Hot Hot Man 2 Library Action

Nicola Griffith has a good post about Library Porn, drawing mainly on an article from Wired about some Internet mogul's private library. (Not quite the same as librarian porn. [And don't worry, those links are probably work-safe.]) It's true, Jay Walker's library is to die for, but I noticed immediately that it seems inhuman -- it's a private library (meaning, owned by an individual rather than by a community), not a personal one. It's meant to be seen, not inhabited or used. Writer Steven Levy informs us that "Walker frequently meets with the Walker Digital brain trust in the seating area of the library, hoping to draw inspiration from the surroundings." Just from the surroundings.

And the books themselves? "Walker shuns the sort of bibliomania that covets first editions for their own sake—many of the volumes that decorate the library's walls are leather-bound Franklin Press reprints." A lot of bibliophiles look down their noses at Franklin Press, but my problem here is that it sounds as if those "leather-bound" volumes were bought to look classy on the shelves, not for their contents. I wonder how many of the books in this library were bought by Walker himself? It's a safe bet that such a busy man has staff to dust the shiny toys, and I'll bet there are no stacks of books on the floor that he hasn't yet got the shelf space for.

The human equivalent of this library porn would be a sculpted, toned mannequin with minutely coiffed hair and (for those so inclined) expertly applied makeup -- the kind of person you couldn't touch because it would muss their hair or smear their lipstick. Not very sexy to my mind, but to each his or her own.

Nicola is a book person, unlike (it seems) Jay Walker; I think that like me, she'd prefer something like the library of the writer Alberto Manguel, who has 30,000 volumes in an old French presbytery in the Loire Valley. It's not just his library, it's his workplace, and he sits in it at night, reading. "But I have neither the funds nor the knowledge to become a professional collector," he wrote in the New York Times, "and in my library, shiny young Penguins sit happily alongside severe-looking leather-bound patriarchs."

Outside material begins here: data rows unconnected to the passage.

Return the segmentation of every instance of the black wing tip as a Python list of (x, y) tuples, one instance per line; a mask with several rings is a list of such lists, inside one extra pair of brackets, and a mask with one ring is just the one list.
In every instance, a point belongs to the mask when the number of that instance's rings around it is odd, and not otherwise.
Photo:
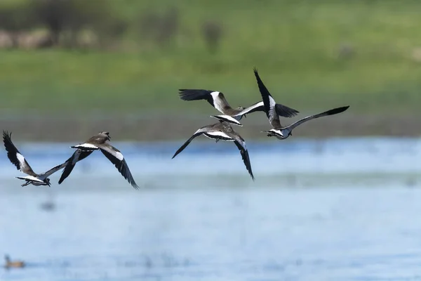
[(8, 131), (3, 130), (3, 140), (8, 140), (10, 141), (12, 138), (12, 132), (8, 132)]
[(341, 112), (343, 112), (344, 111), (347, 110), (349, 107), (349, 105), (342, 106), (341, 107), (333, 108), (333, 110), (328, 111), (328, 113), (329, 115), (341, 113)]
[(300, 113), (300, 112), (297, 110), (288, 107), (288, 106), (281, 105), (279, 103), (276, 103), (275, 105), (275, 110), (276, 111), (278, 115), (287, 118), (293, 117)]

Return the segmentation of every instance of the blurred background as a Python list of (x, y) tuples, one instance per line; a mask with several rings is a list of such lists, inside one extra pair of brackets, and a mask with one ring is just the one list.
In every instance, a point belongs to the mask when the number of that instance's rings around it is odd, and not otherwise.
[[(420, 278), (421, 2), (2, 0), (0, 127), (34, 170), (110, 132), (140, 190), (101, 153), (60, 185), (20, 188), (0, 159), (0, 280)], [(313, 120), (280, 141), (262, 112), (232, 143), (179, 89), (277, 103)]]

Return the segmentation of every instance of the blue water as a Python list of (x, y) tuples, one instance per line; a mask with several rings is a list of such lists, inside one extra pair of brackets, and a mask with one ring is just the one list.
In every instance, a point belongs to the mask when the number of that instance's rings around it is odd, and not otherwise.
[[(114, 143), (62, 185), (25, 187), (0, 157), (1, 280), (421, 280), (421, 140)], [(37, 172), (67, 144), (18, 143)], [(48, 204), (48, 206), (46, 204)], [(49, 208), (48, 208), (49, 207)]]

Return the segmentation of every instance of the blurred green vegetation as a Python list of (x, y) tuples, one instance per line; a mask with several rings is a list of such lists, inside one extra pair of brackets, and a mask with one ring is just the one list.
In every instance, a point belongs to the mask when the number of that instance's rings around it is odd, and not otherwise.
[(220, 91), (245, 106), (260, 100), (256, 66), (276, 101), (300, 111), (351, 105), (356, 112), (419, 115), (421, 1), (102, 2), (127, 24), (105, 45), (0, 51), (0, 107), (135, 113), (209, 106), (180, 100), (181, 88)]

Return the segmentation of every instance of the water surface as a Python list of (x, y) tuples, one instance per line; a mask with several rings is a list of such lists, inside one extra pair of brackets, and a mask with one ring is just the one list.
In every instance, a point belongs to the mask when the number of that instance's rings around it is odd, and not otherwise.
[[(28, 266), (0, 280), (421, 280), (419, 140), (251, 143), (255, 182), (232, 143), (180, 145), (115, 144), (139, 190), (99, 152), (50, 188), (1, 157), (0, 251)], [(19, 144), (36, 171), (67, 146)]]

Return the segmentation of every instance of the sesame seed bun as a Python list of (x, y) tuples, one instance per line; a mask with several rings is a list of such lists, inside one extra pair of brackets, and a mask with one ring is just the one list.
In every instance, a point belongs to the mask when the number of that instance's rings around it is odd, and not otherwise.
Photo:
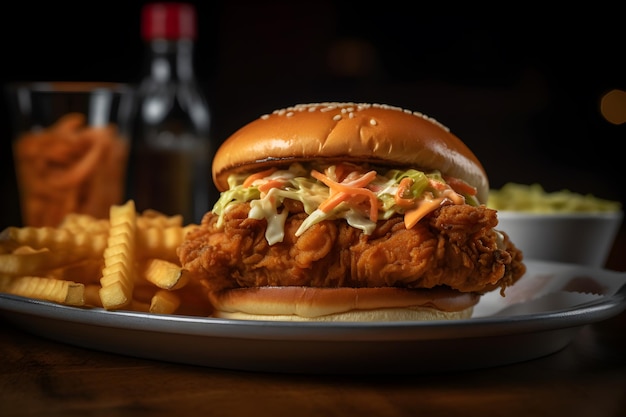
[(472, 185), (479, 202), (487, 201), (485, 170), (458, 137), (421, 113), (382, 104), (314, 103), (275, 110), (220, 146), (213, 180), (225, 191), (230, 174), (312, 159), (437, 169)]
[(257, 287), (211, 293), (214, 315), (280, 321), (452, 320), (471, 317), (480, 296), (449, 288)]

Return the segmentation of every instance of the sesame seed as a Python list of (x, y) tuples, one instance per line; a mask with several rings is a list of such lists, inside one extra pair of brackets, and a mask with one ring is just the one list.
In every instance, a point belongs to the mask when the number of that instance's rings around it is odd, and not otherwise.
[[(353, 103), (353, 102), (322, 102), (322, 103), (309, 103), (309, 104), (296, 104), (294, 106), (291, 107), (287, 107), (285, 109), (279, 109), (279, 110), (274, 110), (272, 112), (272, 114), (274, 115), (278, 115), (278, 116), (287, 116), (287, 117), (291, 117), (294, 115), (294, 113), (296, 111), (298, 112), (303, 112), (303, 111), (308, 111), (311, 113), (314, 113), (316, 111), (320, 111), (323, 113), (326, 112), (330, 112), (330, 111), (334, 111), (339, 109), (339, 111), (341, 112), (340, 114), (334, 115), (333, 116), (333, 120), (338, 121), (342, 118), (342, 114), (348, 114), (348, 118), (353, 119), (354, 117), (356, 117), (355, 113), (363, 111), (363, 110), (367, 110), (370, 108), (375, 108), (375, 109), (383, 109), (383, 110), (394, 110), (394, 111), (399, 111), (405, 114), (412, 114), (416, 117), (420, 117), (424, 120), (427, 120), (430, 123), (433, 123), (437, 126), (439, 126), (440, 128), (444, 129), (445, 131), (449, 132), (450, 129), (447, 128), (446, 126), (444, 126), (443, 124), (439, 123), (437, 120), (435, 120), (432, 117), (426, 116), (423, 113), (417, 112), (417, 111), (411, 111), (408, 109), (403, 109), (401, 107), (397, 107), (397, 106), (391, 106), (388, 104), (379, 104), (379, 103)], [(263, 115), (261, 116), (262, 119), (267, 119), (269, 117), (269, 115)], [(378, 122), (374, 119), (371, 119), (369, 121), (370, 125), (372, 126), (376, 126), (378, 124)]]

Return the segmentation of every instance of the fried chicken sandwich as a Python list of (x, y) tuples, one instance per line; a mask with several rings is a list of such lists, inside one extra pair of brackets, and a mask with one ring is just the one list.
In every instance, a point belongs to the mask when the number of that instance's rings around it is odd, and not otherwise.
[(276, 110), (220, 146), (213, 180), (220, 199), (178, 255), (216, 317), (464, 319), (525, 272), (481, 163), (418, 112)]

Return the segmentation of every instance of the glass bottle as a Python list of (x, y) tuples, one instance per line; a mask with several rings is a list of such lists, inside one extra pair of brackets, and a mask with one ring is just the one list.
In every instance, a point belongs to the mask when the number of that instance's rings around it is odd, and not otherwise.
[(152, 3), (142, 9), (142, 79), (132, 118), (129, 198), (199, 223), (217, 201), (211, 179), (211, 112), (194, 70), (195, 8)]

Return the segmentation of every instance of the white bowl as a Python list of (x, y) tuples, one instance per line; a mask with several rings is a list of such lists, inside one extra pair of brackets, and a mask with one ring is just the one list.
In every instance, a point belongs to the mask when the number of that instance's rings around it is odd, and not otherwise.
[(524, 259), (603, 267), (623, 212), (532, 213), (498, 211), (496, 229), (522, 250)]

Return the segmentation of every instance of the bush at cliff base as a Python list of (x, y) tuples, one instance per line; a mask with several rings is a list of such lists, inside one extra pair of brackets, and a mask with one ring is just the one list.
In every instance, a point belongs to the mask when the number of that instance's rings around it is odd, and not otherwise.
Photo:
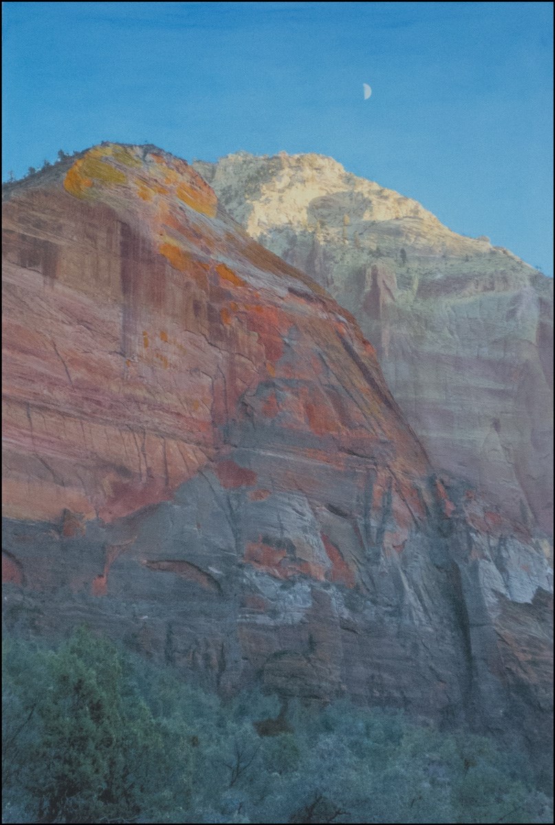
[(400, 713), (223, 702), (84, 628), (3, 656), (7, 823), (548, 823), (523, 754)]

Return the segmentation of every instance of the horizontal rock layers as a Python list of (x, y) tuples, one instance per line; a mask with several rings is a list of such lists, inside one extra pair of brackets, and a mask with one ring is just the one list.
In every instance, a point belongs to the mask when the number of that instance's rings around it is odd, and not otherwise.
[(553, 279), (330, 158), (195, 166), (353, 313), (432, 463), (553, 535)]
[(7, 627), (545, 740), (543, 548), (434, 474), (351, 316), (154, 147), (6, 196)]

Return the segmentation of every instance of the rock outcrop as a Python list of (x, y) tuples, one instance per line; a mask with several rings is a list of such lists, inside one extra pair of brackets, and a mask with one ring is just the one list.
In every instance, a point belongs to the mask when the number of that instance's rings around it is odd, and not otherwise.
[(432, 463), (553, 535), (553, 280), (319, 155), (195, 164), (353, 313)]
[(434, 474), (349, 313), (154, 147), (6, 200), (8, 629), (545, 742), (541, 544)]

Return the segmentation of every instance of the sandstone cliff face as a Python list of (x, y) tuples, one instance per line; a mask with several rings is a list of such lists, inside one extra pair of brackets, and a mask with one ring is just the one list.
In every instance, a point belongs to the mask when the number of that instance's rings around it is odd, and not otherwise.
[(8, 628), (545, 740), (542, 547), (434, 475), (345, 310), (154, 147), (4, 218)]
[(197, 163), (221, 203), (356, 316), (432, 463), (553, 532), (553, 280), (319, 155)]

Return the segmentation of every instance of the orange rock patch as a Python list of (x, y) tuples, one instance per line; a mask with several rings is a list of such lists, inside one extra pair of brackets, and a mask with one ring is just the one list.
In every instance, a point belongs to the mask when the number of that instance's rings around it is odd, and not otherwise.
[(216, 466), (216, 474), (220, 483), (226, 488), (235, 487), (252, 487), (256, 483), (257, 475), (252, 469), (240, 467), (235, 461), (221, 461)]
[(345, 584), (348, 587), (354, 587), (354, 574), (346, 564), (339, 548), (330, 540), (325, 533), (320, 534), (324, 543), (325, 552), (331, 562), (331, 570), (329, 577), (332, 582)]

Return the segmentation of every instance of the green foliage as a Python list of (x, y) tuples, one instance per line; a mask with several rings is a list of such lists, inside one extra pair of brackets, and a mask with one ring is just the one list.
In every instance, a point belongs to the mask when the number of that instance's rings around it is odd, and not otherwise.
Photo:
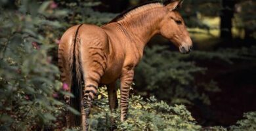
[[(119, 92), (118, 97), (119, 98)], [(154, 96), (146, 101), (139, 96), (129, 99), (128, 119), (119, 121), (119, 108), (116, 113), (109, 111), (106, 88), (100, 88), (100, 94), (91, 116), (92, 130), (104, 130), (110, 127), (110, 118), (115, 118), (117, 130), (198, 130), (201, 126), (183, 105), (170, 106)]]
[(56, 99), (64, 93), (58, 69), (47, 53), (56, 47), (51, 32), (60, 27), (47, 19), (64, 12), (51, 9), (52, 1), (20, 2), (17, 10), (0, 9), (1, 130), (53, 126), (64, 106)]
[(256, 112), (248, 112), (244, 114), (245, 119), (238, 121), (237, 125), (230, 126), (230, 130), (256, 130)]

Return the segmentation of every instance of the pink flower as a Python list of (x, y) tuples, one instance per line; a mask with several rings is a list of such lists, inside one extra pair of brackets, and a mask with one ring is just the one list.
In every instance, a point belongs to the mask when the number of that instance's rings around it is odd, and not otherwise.
[(54, 94), (53, 94), (53, 98), (58, 98), (58, 95), (57, 93), (54, 93)]
[(30, 100), (30, 97), (28, 95), (26, 95), (25, 96), (25, 99), (27, 100)]
[(36, 42), (33, 42), (32, 46), (34, 48), (35, 48), (37, 50), (39, 49), (39, 48), (40, 48)]
[(67, 83), (63, 83), (62, 89), (64, 90), (68, 90), (68, 85)]
[(51, 62), (52, 62), (52, 57), (51, 56), (48, 56), (47, 57), (47, 62), (50, 64)]
[(56, 8), (57, 8), (57, 7), (58, 7), (58, 5), (54, 1), (53, 1), (50, 5), (50, 8), (52, 9), (56, 9)]

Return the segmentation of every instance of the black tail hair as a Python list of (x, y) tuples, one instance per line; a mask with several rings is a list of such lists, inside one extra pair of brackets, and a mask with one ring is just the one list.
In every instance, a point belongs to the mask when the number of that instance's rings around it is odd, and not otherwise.
[[(79, 28), (83, 24), (80, 24), (75, 32), (75, 38), (74, 40), (74, 48), (73, 48), (73, 62), (72, 64), (72, 79), (71, 79), (71, 93), (74, 96), (74, 98), (70, 98), (70, 106), (81, 113), (81, 100), (82, 97), (82, 88), (83, 76), (83, 72), (79, 67), (81, 67), (81, 62), (79, 59), (78, 53), (75, 53), (75, 49), (79, 49), (79, 46), (77, 45), (77, 34)], [(71, 126), (79, 126), (81, 125), (81, 116), (75, 115), (72, 112), (70, 112), (70, 125)]]

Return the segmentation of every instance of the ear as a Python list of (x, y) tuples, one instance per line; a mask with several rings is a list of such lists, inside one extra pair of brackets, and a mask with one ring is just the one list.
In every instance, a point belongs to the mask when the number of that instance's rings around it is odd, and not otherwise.
[(177, 8), (181, 7), (183, 0), (167, 0), (163, 5), (168, 9), (168, 10), (173, 11)]

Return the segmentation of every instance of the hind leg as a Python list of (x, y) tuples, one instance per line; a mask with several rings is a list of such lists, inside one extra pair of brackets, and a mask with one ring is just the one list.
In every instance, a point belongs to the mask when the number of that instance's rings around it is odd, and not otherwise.
[[(98, 61), (97, 61), (98, 62)], [(85, 68), (85, 73), (84, 81), (85, 82), (81, 100), (81, 117), (83, 130), (89, 130), (88, 119), (91, 113), (91, 108), (93, 105), (93, 100), (98, 93), (98, 86), (100, 78), (103, 75), (104, 69), (99, 66), (100, 62), (92, 62), (89, 67)]]
[[(118, 107), (117, 97), (116, 94), (116, 81), (107, 85), (108, 87), (108, 103), (110, 107), (111, 113), (116, 111), (116, 109)], [(115, 120), (112, 117), (110, 117), (111, 128), (110, 130), (113, 130), (115, 128)]]
[[(58, 66), (60, 71), (60, 79), (61, 81), (63, 83), (63, 89), (66, 90), (68, 92), (70, 92), (70, 84), (71, 84), (71, 74), (68, 71), (68, 64), (65, 60), (65, 58), (68, 58), (68, 56), (64, 56), (64, 53), (62, 53), (63, 49), (60, 47), (58, 48)], [(70, 104), (70, 96), (64, 96), (64, 100), (67, 105)], [(70, 127), (70, 112), (65, 111), (65, 119), (66, 119), (66, 126), (68, 128)]]

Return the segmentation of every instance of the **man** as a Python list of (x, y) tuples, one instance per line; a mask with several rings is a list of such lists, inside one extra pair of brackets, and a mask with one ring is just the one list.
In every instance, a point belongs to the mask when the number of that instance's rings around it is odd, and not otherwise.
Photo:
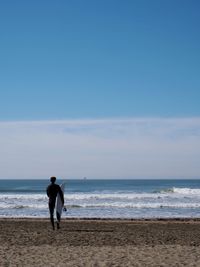
[[(47, 187), (47, 196), (49, 197), (49, 213), (50, 213), (50, 221), (51, 225), (53, 227), (53, 230), (55, 230), (54, 226), (54, 210), (55, 210), (55, 204), (56, 204), (56, 198), (57, 195), (60, 195), (62, 204), (64, 205), (64, 195), (63, 192), (58, 184), (56, 184), (56, 177), (50, 178), (51, 184)], [(56, 213), (57, 218), (57, 229), (60, 228), (60, 214)]]

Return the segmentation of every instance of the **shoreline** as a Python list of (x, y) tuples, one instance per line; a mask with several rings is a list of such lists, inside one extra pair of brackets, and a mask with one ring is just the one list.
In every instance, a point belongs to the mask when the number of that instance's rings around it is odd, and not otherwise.
[[(49, 217), (0, 217), (1, 220), (24, 220), (24, 221), (49, 221)], [(113, 222), (200, 222), (200, 217), (176, 217), (176, 218), (101, 218), (101, 217), (69, 217), (61, 218), (64, 221), (113, 221)]]
[(200, 266), (200, 219), (0, 218), (0, 266)]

My ideal library would be in a city, I think. A few years ago I stayed with some friends in Seoul who had just moved into a six-room apartment overlooking the Han River. They were just about a block from the subway station. I think my books could just about fit into a space like that, and the location is ideal. Now all I need is to win the lottery or the Publisher's Clearinghouse Sweepstakes, and I'll be off. Unlike Nicola, I wouldn't install an espresso machine or "perhaps a little fridge for the caviar..." Let's see, though, what would I need in the way of equipment? Maybe a theater-style popcorn popper and a dispenser for lime-flavored Diet Coke.

Meanwhile, about a third (or a half?) of my roughly 7,000 books are in storage, and the rest are bursting the limits of my two-room apartment. But as someone once wrote, a person only needs a few thousand books on the walls of the room to know that there is one place in the world where he or she can be happy.